Ni le cours de la guerre, ni l’échec du fascisme, se sont décidés là-bas. Les principaux héros n’ont pas été John Wayne ni le soldat Ryan, mais des gens au nom de famille slave qui sont morts pour un pays qui n’existe déjà plus. Les lieux réellement décisifs ont été ; Moscou, Leningrad (Saint Petersburg), Stalingrad (Volgograd), et Koursk.
Sur le front de l’Est, le Troisième Reich a perdu 10 millions de soldats et d’officier morts, blessés et disparus, 48 000 blindés et des véhicules d’assaut, 167 000 systèmes d’artillerie. 607 divisions ont été détruites. Tout cela représente 75 % des pertes totales allemandes lors de la Deuxième Guerre mondiale.
La différence sur l’échelle militaire est écrasante. Sur les plages de la Normandie sont enregistrés 10 000 morts alliés, 4 300 d’eux britanniques et canadiens et 6 000 US. Dans les grandes batailles de l’est, les morts étaient comptés par centaines de milliers. Lors de la bataille de Moscou, ont participé, environ 3 millions de soldats et 2 000 chars. L’URSS a utilisé là la moitié de son armée, l’Allemagne un tiers. Dans l’Alemein, une bataille importante de l’autre front, les Allemands disposaient de 60 000 à 70 000 soldats.
L’échelle de la souffrance humaine est incomparable. La géopolitique d’Hitler ne prévoyait pas l’existence d’un état russe en Europe et dans son échelle raciste, le slave était très en bas. La guerre dans l’est était à la vie ou à la mort, très différente de celle de l’ouest. Les villes et les villages étaient fréquemment détruits, avec leurs habitants. Un quart des habitants de la Biélorussie sont morts, un tiers de ceux de Léningrad, Pskov et Smolensk. Des centaines à Oradur-sur-Glane.
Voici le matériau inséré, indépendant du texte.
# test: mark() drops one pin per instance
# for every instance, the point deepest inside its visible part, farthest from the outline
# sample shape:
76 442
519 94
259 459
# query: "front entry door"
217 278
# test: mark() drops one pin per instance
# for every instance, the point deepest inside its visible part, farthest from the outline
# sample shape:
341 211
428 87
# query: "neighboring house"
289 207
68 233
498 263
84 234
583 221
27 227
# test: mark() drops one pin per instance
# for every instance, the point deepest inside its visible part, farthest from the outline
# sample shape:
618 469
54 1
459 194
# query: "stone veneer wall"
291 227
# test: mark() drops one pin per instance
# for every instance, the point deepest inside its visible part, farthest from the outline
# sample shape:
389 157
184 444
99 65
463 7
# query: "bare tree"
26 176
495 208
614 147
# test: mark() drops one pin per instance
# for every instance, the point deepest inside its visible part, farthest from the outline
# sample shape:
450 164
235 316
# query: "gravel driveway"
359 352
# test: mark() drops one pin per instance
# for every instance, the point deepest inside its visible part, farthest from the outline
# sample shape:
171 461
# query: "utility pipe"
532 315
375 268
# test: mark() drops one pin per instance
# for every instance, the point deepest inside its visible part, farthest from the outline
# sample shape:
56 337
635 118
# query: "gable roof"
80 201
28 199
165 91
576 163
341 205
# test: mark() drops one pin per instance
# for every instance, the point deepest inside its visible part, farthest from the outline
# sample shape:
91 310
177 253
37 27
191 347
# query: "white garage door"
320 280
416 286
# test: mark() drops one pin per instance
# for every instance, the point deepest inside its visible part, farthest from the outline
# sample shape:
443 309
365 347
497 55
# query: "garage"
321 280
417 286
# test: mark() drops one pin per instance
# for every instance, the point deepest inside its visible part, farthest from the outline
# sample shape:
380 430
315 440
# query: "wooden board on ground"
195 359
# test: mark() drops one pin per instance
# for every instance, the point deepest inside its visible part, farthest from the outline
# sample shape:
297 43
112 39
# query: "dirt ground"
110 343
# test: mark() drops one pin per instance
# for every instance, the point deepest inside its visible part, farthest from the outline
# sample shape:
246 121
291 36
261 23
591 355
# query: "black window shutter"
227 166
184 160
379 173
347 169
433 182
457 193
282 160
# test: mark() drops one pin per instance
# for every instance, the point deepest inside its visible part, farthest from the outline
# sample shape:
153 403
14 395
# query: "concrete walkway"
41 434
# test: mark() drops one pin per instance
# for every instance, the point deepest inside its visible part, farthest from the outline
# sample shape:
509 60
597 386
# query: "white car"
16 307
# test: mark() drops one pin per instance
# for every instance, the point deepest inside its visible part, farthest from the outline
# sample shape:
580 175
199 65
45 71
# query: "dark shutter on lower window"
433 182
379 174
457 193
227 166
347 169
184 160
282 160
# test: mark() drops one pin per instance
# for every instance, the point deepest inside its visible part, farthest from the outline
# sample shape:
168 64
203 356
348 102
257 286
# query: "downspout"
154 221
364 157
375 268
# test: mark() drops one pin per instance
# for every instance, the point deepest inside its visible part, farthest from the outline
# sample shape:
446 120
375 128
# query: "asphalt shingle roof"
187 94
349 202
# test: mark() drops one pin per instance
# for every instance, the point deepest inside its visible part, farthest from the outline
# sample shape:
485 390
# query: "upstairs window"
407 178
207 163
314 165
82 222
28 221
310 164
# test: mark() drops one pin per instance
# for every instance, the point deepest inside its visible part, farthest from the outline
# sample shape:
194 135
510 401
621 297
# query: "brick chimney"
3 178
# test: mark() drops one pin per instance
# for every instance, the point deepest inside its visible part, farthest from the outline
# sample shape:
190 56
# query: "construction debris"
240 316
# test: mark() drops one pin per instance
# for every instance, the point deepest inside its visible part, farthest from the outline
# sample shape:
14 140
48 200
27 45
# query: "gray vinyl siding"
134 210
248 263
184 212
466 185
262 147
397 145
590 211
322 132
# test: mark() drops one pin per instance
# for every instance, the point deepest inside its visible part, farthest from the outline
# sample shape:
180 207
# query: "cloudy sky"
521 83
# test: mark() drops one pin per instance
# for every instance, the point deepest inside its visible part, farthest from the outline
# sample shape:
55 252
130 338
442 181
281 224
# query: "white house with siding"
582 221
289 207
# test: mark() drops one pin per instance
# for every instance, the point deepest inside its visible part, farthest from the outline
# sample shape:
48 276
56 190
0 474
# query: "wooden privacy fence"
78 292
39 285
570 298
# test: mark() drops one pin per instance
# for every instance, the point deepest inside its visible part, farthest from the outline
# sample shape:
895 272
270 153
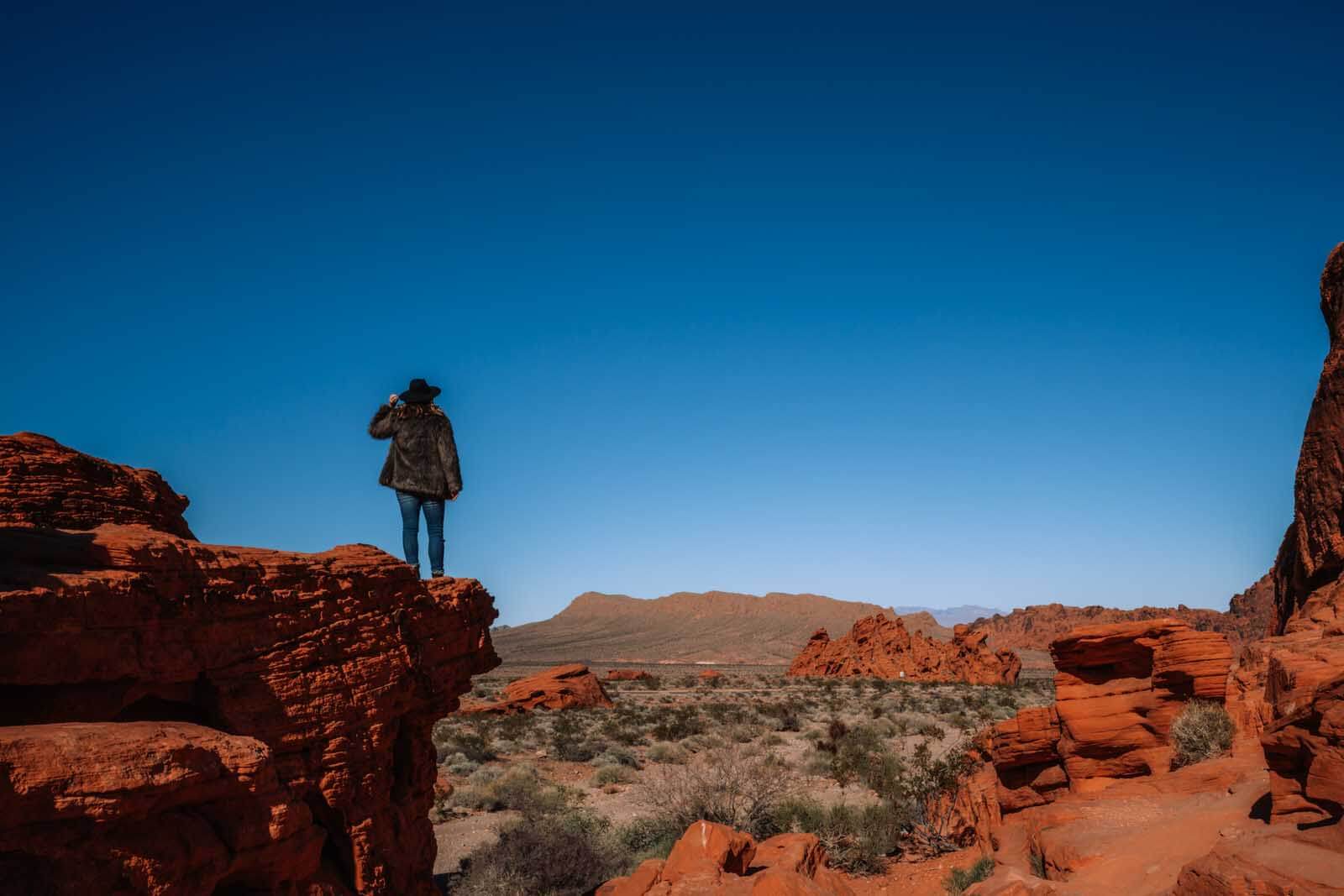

L’effort anglo-us sur le continent n’a pas commencé jusqu’à ce que, en 1943, il était devenu très clair que l’URSS avait arrêté la deferlante et que l’échec de l’Allemagne était inévitable. Avec une autre attitude de nombreux morts auraient sûrement été évités. Mais : y aurait-il eu un « deuxième front » si les choses s’étaient bien passées pour Hitler dans l’est ?
Depuis la signature de l’accord britannico-soviétique sur des actions militaires communes contre l’Allemagne de juillet 1941, Staline demandait l’ouverture du « deuxième front » en Europe c’est-à-dire un débarquement allié qui allégerait la pression supportée par l’URSS. La réponse a beaucoup tardée.
L’hiver 1941, avec les Allemands au niveau de Moscou, a été critique. Cette année là l’URSS a subi la moitié des pertes militaires de toute la guerre, 9 millions entre les morts, blessés et prisonniers (deux tiers des 27,6 millions de morts soviétiques dans la guerre furent des civils), mais a reçu seulement 2 % du total denrées alimentaires que leurs collègues de la coalition ont envoyé pendant toute la guerre.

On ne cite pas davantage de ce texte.